To drink much during the teens years could lead to structural changes in the brain and memory deficits that persist in the adult phase, according to the disturbing results of a study done on animals. The study found that, even as adults, rats who had daily access to alcohol during his adolescence had reduced levels of myelin. With a function not very different from the  insulation of electrical wiring, myelin forms an insulating layer that surrounds the axons. These are filiform extensions of neurons that transmit nerve impulses.

These brain changes in rats were observed in a region important for reasoning and decision-making. Animals who drank more alcohol performed worse on a test of memory made when they were adults. The results suggest that high doses of alcohol during adolescence may continue affecting the brain even when the inpidual has left the consumption of alcohol. More research is needed to determine if these findings can be applied to humans.

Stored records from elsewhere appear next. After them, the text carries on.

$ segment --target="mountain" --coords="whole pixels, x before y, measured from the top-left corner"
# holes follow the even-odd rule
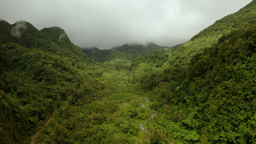
[[[95,61],[104,62],[113,59],[115,57],[118,57],[118,55],[120,53],[118,52],[115,54],[116,53],[115,51],[123,53],[125,55],[130,55],[130,57],[128,58],[128,60],[133,61],[136,58],[149,54],[153,51],[163,49],[166,48],[165,46],[159,46],[153,43],[149,43],[146,45],[125,44],[107,50],[100,50],[96,47],[89,48],[82,48],[82,49],[84,53]]]
[[[25,21],[0,25],[2,143],[27,144],[37,125],[64,101],[86,103],[104,95],[93,92],[103,88],[93,79],[98,72],[91,69],[97,66],[62,29],[39,31]]]
[[[132,63],[132,83],[147,92],[159,112],[151,124],[161,131],[158,137],[255,143],[256,8],[253,0],[172,51]],[[158,58],[166,54],[167,60]]]
[[[255,143],[256,1],[182,46],[83,49],[94,60],[60,27],[0,21],[0,141]]]

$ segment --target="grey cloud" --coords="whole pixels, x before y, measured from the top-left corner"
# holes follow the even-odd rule
[[[59,26],[82,47],[126,43],[172,46],[188,40],[252,0],[1,0],[1,18],[38,29]]]
[[[25,29],[26,28],[26,22],[25,21],[20,21],[16,22],[15,24],[15,26],[12,29],[12,35],[20,39],[22,35],[22,32],[21,31],[21,29]]]

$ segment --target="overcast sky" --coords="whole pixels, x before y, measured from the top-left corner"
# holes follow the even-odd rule
[[[75,45],[110,49],[127,43],[184,42],[252,0],[1,0],[0,18],[59,26]]]

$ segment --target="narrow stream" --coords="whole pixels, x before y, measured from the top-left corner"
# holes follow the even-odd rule
[[[146,109],[149,109],[148,108],[146,108],[144,106],[144,104],[148,102],[148,99],[147,99],[147,97],[146,98],[146,101],[143,104],[140,104],[141,105],[142,105],[142,107],[145,108],[146,108]],[[158,113],[158,111],[155,110],[156,112],[153,114],[153,115],[150,116],[150,118],[149,119],[149,120],[151,120],[151,119],[152,119],[153,118],[154,118],[155,116],[156,116],[156,115],[157,115],[157,114]],[[139,126],[140,127],[140,129],[141,129],[142,131],[145,131],[145,132],[146,132],[147,133],[149,133],[149,132],[148,132],[148,131],[143,126],[143,124],[144,124],[145,123],[146,123],[146,121],[143,122],[143,123],[142,123],[140,124],[139,124]]]

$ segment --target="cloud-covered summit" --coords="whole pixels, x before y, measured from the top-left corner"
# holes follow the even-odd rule
[[[2,0],[0,18],[30,22],[38,29],[64,29],[82,47],[125,43],[183,43],[252,0]]]

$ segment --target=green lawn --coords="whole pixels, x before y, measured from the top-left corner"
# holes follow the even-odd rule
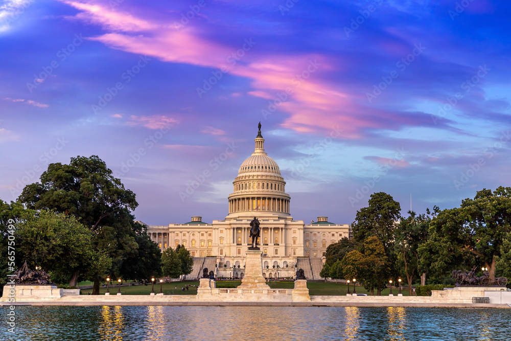
[[[241,284],[241,281],[223,281],[217,282],[217,288],[236,288]],[[183,291],[181,288],[187,284],[195,285],[195,287],[189,288],[188,291]],[[268,283],[270,287],[272,289],[292,289],[294,286],[293,282],[270,282]],[[163,284],[163,292],[166,295],[195,295],[197,293],[197,287],[199,286],[198,281],[195,282],[174,282],[171,283]],[[117,292],[118,287],[112,287],[110,286],[110,293],[114,294]],[[177,288],[176,289],[176,288]],[[309,288],[309,293],[310,295],[345,295],[347,292],[347,286],[345,284],[336,284],[332,282],[327,283],[316,283],[309,282],[307,283],[307,287]],[[121,287],[121,292],[125,295],[148,295],[151,292],[151,285],[137,285],[134,286],[122,286]],[[350,286],[350,291],[353,291],[353,286]],[[155,283],[154,292],[156,293],[159,292],[159,283]],[[367,293],[370,294],[363,287],[357,286],[357,293]],[[398,289],[392,288],[392,293],[394,295],[398,294]],[[100,293],[104,294],[106,292],[106,287],[101,287],[100,289]],[[86,289],[81,290],[82,294],[88,294],[89,292],[92,292],[92,289]],[[382,292],[382,295],[384,296],[388,295],[390,293],[390,290],[387,289]],[[376,293],[376,291],[375,292]],[[408,296],[408,290],[403,290],[402,293],[404,296]]]

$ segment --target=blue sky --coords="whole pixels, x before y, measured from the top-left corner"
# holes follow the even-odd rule
[[[137,219],[223,219],[259,121],[295,219],[350,223],[374,192],[405,214],[410,193],[423,212],[510,186],[507,2],[0,4],[4,200],[98,155]]]

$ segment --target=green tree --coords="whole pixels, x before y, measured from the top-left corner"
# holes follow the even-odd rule
[[[442,211],[430,224],[428,241],[419,248],[420,263],[448,275],[457,267],[488,268],[495,279],[497,261],[511,232],[511,188],[483,189],[459,208]]]
[[[438,212],[436,206],[434,212]],[[408,293],[412,294],[412,284],[414,277],[419,276],[419,247],[427,241],[428,231],[431,218],[428,215],[417,214],[408,211],[409,216],[403,219],[396,230],[396,249],[399,255],[398,263],[402,265],[402,272],[406,277],[408,284]],[[425,279],[425,272],[423,275]]]
[[[342,260],[346,254],[355,249],[357,246],[357,243],[354,239],[345,237],[337,243],[331,244],[327,247],[327,263],[331,266],[338,260]]]
[[[180,248],[176,248],[176,250],[181,262],[181,275],[185,276],[190,275],[193,270],[193,257],[184,245],[181,245]]]
[[[100,281],[107,274],[129,279],[132,274],[126,272],[128,266],[123,263],[135,257],[140,248],[131,214],[138,205],[135,194],[125,189],[96,155],[72,157],[69,165],[51,164],[40,180],[26,186],[18,200],[30,209],[75,216],[92,232],[96,253],[106,254],[110,258],[111,266],[107,270],[99,266],[87,273],[87,279],[94,282],[93,293],[99,294]],[[145,260],[148,267],[155,261]],[[71,285],[76,285],[79,275],[78,271],[73,274]]]
[[[327,278],[330,277],[330,266],[328,263],[325,263],[323,265],[323,268],[319,271],[319,276],[324,279],[324,281],[327,281]]]
[[[95,252],[90,230],[75,217],[45,210],[28,210],[24,216],[18,224],[18,248],[32,267],[41,266],[52,279],[67,282],[95,264],[109,265],[106,255]]]
[[[177,278],[181,273],[181,260],[174,249],[169,247],[161,254],[161,273],[164,276]]]

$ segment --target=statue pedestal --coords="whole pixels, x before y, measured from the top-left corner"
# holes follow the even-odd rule
[[[249,249],[250,248],[249,248]],[[246,263],[245,264],[245,277],[241,280],[240,289],[269,289],[263,277],[261,250],[247,251]]]

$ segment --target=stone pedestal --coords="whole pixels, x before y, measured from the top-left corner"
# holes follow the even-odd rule
[[[245,277],[241,280],[239,289],[269,289],[263,277],[261,250],[247,250]]]
[[[309,288],[307,287],[307,280],[296,280],[294,281],[294,289],[293,289],[293,302],[310,302],[311,297],[309,295]]]

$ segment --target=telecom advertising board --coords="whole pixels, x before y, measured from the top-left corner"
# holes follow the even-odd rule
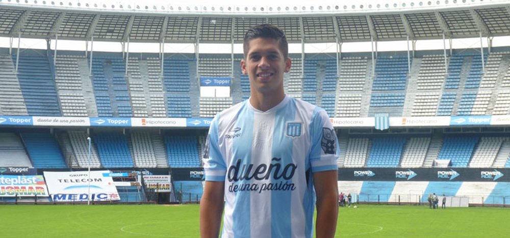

According to the World Health Organization, a growing number of teens and young adults is provided to drinking to get drunk, consuming four (five for men) or more drinks in about two hours. Previous research in humans have shown an association between an episode of drinking excessive (binge) in adolescence, changes in the myelin sheath in several brain regions, and cognitive impairments in adulthood. However, it was unknown if alcohol was behind these brain differences and behaviour or if there was predisposition factors that could explain the found.

In this study, Heather N. Richardson, Wanette M. Vargas, Lynn Bengston and Brian. W. Whitcomb, of the University of Massachusetts in Amherst American city, as well as Nicholas W. Gilpin, of the State University of Louisiana in New Orleans, United States, compared the myelin in the prefrontal cortex (an area of the brain that is vital to reason and make decisions) in young male rats who gave a daily sweetened alcohol or sweetened water access for two weeks. It was found that animals that drank alcohol in his teens experienced a reduction in the levels of myelin in the prefrontal cortex, compared with those who drank a similar amount of sweetened water. When the researchers examined the animals exposed to the alcohol several months later, they found that continued showing levels of myelin reduced as adults.